Ma cosa succede, allora, se chi ci sta accanto assume un comportamento che noi non riteniamo giusto o non condividiamo? L’ipotesi più probabile è che si apra un conflitto. Che può sfociare nella rottura definitiva o può indurci a riflettere. Tuttavia, riuscire a entrare in relazione con l’altro e capire perché agisce in un determinato modo e non come vorremmo, è un’operazione difficile, che richiede la consapevolezza di se stessi. Il non essere consapevoli di sé, infatti, limita nella comprensione delle azioni degli altri, e ci fa sentire insicuri. Oggi c’è tanta diffidenza e l’insicurezza è diventata la malattia della nostra società. Si ha paura che l’altro ci metta a tal punto in discussione da non sapere più chi siamo. Per questo è fondamentale che ognuno si conosca veramente bene, per potere poi instaurare un rapporto “empatico” con l’altro. Al contrario del rapporto “simpatetico” (che si allaccia con le persone che ci sembrano più simili, in cui ci riconosciamo e con le quali abbiamo qualcosa da condividere), la relazione “empatica” presuppone consapevolezza di sé e capacità creativa.

Con l’ultima espressione – ha spiegato ancora la Tarsia – intendiamo dire che ci si deve accorgere che la realtà è talmente complessa che non possiamo capirla subito. E non possiamo nemmeno avere la soluzione immediata del problema, senza ascoltare le persone e avviare una ricerca. Ricerca e ascolto che potranno anche confermare la nostra impressione, ma che sono imprescindibili per arrivare alla verità delle cose. Ognuno dovrebbe esercitarsi ad essere una persona creativa, cioè vedere un evento nella sua complessità, da prospettive diverse e cogliendo l’essenziale. Solo così alla fine si acquisirà una mentalità “interculturale” ovvero una sensibilità fatta di ascolto e di osservazione. Due discipline in cui non eccelliamo perché manchiamo di esercizio. Nella conoscenza dell’altro, invece, bisognerebbe essere persone creative: occorre, cioè, non dare le cose per scontate e non pretendere che gli altri la pensino o agiscano come noi.

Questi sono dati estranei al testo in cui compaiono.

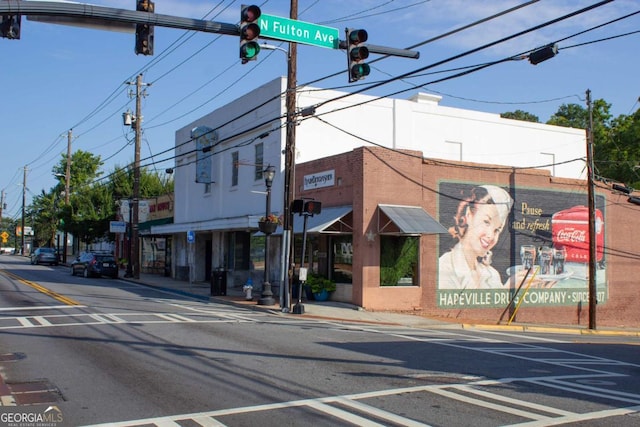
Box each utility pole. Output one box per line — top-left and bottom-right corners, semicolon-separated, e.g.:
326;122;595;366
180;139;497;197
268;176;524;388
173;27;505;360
62;129;73;264
587;89;598;329
281;0;298;311
20;166;27;256
128;74;151;279
0;190;4;230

La relazione, allora, è la chiave di lettura che ci permette di capire anche chi non è immediatamente comprensibile secondo i nostri parametri. Come lo straniero. A tal proposito – ha sottolineato la Tarsia – il sociologo tedesco Simmel ha offerto una immagine chiara. Lo straniero – secondo lo studioso – è colui che è inserito nella comunità e vi appartiene, non è semplicemente di passaggio. Nonostante il sociologo offrisse un’accezione positiva, percepiva che la comunità tende generalmente a instaurare con lo straniero un rapporto di ambivalenza. Composto da un moto di avvicinamento, dovuto alla comune appartenenza alla stessa umanità. E da una tendenza all’allontanamento, a causa delle tante differenze che percepiamo ma non capiamo. Ecco allora che sarebbe indispensabile allacciare una relazione autentica ed “empatica” per comprendere a fondo ciò che immediatamente ci sfugge. Ma queste relazioni costruttive sono faticose, comportano sforzo e impegno.

La curiosità e il desiderio di capire – andando oltre certi stereotipi e oltre i nostri ristretti orizzonti – possono essere un buon punto di partenza. Ogni uomo, infatti, ha l’esigenza di stare con gli altri, perché dal rapporto e dal confronto con l’altro l’uomo si riconosce persona e costruisce la propria identità.